Wives: When visiting with a Kenyan friend we often meet up with here in Kitale, Kenya, we learned a little more about his past. He is Ugandan but he and part of his family escaped the war in Uganda some years ago. As refugees they settled in Western Kenya and now this man has built a good life for himself as a driver for an oil company and supervising armed guards as they travel back and forth to the Sudan border. Turns out his father had SIXTEEN wives! Now, seriously, guys, could you manage more than even one??? He explained that his father had some land, so some of the wives had their own hut where they lived with their children. Peter’s mother was number 10 in the line of 16, so I’m not sure if this was good or bad, but I’m reminded once again that I’m pretty darned grateful not to have to share my fella with anyone else!!!

Bowing: I mistakenly thought that Ugandan women bowing low to greet someone they respect, either a man or an older woman, was on the way out, but sadly (in my opinion) no. Over and over Roger and I (and others) were greeted with the customary both knees bent and low curtsy with head bowed and hand reaching up and extended to shake the right hand of the one they are saying hello to. It is very, very humbling and awkward as an American unaccustomed to this kind of humility. I always want to lift them up and say, “Please, please don’t do that; we are equals; I am neither higher nor lower than you.” As a woman, you are not beneath, not the tail, but the head.

Clapping: On the other hand, I LOVE the custom of some tribes in rural areas…that of neither bowing, handshaking or hugging or kissing…just running up to you, standing very close and clapping and clapping with a huge smile to greet and welcome you!

In-laws: Customarily in Africa the relationship with your in-laws is a very, very big deal. For example, when you go to visit your mother-in-law, the daughter (or son)-in-law buys and saves their very best clothes to wear, something special and nice. Then, it is always expected that you will bring a very generous gift to her…like a large bag of maize or sugar, along with a respectable amount of shillings to help her. This custom is not only to show respect, but also to stay in her good graces, vying for first place in her heart above that of her other in-law children.

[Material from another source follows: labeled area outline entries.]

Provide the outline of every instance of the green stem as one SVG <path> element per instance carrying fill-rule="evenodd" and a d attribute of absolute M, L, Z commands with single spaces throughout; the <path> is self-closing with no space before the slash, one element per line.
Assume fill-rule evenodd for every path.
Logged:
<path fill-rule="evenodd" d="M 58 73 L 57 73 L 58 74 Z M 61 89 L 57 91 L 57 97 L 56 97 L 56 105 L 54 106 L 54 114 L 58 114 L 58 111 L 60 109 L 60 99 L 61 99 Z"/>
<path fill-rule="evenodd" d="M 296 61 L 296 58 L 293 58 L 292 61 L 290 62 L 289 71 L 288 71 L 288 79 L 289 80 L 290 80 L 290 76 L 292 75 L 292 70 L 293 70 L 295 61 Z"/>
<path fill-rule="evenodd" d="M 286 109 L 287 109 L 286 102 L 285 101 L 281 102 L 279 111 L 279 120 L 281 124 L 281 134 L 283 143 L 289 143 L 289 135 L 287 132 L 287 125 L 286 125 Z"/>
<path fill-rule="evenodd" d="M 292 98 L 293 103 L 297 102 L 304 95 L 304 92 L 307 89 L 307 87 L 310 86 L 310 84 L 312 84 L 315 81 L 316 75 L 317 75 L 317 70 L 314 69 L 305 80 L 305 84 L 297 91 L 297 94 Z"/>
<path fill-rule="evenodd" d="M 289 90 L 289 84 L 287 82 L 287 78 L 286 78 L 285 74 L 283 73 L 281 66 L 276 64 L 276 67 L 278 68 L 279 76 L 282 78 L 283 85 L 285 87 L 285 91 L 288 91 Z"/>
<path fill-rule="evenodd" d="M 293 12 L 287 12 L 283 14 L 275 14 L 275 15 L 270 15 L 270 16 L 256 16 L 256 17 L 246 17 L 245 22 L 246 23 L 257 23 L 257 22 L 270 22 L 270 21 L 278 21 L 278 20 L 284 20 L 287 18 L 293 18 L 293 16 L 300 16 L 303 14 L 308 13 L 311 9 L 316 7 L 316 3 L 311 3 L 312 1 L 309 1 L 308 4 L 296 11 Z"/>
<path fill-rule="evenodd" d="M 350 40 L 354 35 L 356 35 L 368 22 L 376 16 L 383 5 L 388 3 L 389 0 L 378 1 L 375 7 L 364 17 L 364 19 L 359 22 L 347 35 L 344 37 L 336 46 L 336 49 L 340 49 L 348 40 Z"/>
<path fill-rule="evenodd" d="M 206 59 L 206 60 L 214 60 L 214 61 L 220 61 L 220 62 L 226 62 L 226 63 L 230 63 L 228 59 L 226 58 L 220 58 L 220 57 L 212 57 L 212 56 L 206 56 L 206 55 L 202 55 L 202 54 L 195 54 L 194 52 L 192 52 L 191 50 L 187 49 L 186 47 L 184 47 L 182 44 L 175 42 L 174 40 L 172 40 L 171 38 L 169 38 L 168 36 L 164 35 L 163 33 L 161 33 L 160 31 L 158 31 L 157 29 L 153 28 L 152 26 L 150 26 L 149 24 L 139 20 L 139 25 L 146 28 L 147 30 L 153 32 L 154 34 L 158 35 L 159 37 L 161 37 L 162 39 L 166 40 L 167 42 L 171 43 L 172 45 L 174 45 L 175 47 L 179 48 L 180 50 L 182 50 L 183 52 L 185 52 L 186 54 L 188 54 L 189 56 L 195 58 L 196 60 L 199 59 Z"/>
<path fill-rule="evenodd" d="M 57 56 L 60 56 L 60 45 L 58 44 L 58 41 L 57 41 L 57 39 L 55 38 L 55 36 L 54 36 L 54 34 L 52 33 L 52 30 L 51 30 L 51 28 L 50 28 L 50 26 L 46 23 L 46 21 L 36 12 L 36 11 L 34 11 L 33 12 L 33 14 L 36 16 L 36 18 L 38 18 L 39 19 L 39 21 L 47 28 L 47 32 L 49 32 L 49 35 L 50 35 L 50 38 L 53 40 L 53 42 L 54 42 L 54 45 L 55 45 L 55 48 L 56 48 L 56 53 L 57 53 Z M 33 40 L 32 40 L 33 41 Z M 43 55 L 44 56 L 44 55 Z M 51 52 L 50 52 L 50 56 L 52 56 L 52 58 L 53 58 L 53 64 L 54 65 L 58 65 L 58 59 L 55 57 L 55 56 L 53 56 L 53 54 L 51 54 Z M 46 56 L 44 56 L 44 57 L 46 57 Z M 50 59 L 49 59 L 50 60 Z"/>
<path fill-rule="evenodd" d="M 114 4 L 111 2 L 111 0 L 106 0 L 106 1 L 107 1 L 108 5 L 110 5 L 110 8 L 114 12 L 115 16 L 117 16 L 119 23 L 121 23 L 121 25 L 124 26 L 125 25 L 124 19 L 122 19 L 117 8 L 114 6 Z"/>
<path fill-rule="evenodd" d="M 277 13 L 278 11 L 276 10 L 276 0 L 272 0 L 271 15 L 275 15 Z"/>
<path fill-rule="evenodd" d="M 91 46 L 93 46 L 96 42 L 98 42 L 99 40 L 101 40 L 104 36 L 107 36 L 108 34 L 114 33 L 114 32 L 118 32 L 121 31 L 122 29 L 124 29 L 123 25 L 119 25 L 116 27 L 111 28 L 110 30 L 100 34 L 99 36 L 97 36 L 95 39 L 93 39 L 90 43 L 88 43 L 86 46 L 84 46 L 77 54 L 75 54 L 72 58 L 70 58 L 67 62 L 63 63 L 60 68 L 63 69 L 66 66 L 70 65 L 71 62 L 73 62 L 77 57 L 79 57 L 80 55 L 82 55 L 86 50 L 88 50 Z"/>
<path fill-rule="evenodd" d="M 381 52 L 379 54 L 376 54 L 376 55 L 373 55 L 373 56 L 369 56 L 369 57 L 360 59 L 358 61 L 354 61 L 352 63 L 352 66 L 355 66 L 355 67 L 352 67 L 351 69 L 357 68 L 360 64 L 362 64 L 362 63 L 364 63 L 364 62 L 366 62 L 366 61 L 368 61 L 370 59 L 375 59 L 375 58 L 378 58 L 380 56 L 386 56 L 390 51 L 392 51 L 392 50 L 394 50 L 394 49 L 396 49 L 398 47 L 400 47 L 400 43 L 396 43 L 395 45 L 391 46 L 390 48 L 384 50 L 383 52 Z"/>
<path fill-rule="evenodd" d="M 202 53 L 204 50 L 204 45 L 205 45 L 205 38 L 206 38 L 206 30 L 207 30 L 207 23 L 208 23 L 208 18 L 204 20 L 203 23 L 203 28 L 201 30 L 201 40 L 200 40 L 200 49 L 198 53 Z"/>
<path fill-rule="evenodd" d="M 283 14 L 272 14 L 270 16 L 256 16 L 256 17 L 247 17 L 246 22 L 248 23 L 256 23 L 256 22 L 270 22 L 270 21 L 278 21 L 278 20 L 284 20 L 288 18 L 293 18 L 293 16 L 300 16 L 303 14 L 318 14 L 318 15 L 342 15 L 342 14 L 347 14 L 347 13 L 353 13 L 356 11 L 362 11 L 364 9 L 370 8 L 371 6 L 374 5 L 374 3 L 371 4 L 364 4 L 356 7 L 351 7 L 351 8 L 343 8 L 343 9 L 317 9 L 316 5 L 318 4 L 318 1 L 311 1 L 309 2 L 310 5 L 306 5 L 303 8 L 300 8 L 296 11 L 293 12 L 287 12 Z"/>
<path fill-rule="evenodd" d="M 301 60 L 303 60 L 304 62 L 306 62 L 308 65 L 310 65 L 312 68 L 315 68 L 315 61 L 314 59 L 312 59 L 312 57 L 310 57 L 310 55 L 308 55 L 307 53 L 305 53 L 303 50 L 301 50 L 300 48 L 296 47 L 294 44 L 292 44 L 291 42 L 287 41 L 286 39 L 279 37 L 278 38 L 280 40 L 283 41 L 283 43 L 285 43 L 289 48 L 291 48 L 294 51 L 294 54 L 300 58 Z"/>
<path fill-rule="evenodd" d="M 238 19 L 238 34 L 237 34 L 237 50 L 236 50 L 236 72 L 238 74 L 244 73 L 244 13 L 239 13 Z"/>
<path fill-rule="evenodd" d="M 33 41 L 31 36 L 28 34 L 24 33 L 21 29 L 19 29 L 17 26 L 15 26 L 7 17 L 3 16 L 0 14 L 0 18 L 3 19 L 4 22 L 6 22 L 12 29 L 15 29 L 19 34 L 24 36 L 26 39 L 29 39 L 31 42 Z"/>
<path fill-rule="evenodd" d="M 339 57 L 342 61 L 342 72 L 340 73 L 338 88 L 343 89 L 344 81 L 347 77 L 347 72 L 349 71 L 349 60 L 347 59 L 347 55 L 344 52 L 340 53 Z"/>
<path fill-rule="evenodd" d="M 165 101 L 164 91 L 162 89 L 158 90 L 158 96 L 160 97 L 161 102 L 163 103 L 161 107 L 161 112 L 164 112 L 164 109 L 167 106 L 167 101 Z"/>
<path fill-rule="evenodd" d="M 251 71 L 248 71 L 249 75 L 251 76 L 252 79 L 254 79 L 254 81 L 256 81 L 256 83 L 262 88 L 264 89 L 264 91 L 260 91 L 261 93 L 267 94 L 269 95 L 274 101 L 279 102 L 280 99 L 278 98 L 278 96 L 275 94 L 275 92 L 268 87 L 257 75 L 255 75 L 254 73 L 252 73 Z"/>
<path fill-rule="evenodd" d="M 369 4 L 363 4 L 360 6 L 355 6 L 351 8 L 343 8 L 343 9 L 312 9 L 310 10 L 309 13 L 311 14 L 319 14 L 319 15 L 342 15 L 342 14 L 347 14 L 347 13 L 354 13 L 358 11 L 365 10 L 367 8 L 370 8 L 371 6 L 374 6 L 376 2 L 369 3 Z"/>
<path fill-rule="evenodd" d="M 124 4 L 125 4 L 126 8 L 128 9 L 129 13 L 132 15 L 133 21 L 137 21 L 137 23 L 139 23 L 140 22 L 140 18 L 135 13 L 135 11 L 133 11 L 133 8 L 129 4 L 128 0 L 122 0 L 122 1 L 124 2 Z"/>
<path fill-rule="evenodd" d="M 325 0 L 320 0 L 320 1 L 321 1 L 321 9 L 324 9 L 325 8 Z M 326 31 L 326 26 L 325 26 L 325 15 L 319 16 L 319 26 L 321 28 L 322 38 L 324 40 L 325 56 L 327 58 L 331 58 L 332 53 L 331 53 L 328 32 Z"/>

Showing Approval: Yesterday I learned a new way for a group to applaud for someone who has spoken or done something they especially like. You might want to try it! There is a leader who raises his hands over his head, but far apart. Then with his fingers outstretched, he waves his hands repeatedly very fast. It’s then he shouts out, “I am here, do you see me? I am here, do you see me?” As he continues moving his hands very excitedly, he invites everyone else to join him in this action by saying, “Where are you? Where are you?” In response, we all raise our hands and shake them, declaring, “We are here; we are here!” ever watchful for what we know is coming next. As the enthusiasm grows, all of the sudden, the leader leans into the one we are applauding for and brings his hands down, inviting you to simultaneously do the same. And, SMACK! We all give one huge, huge, loud CLAP! However embarrassed, the person being applauded must receive this applause with a huge and gracious, “Thank you!”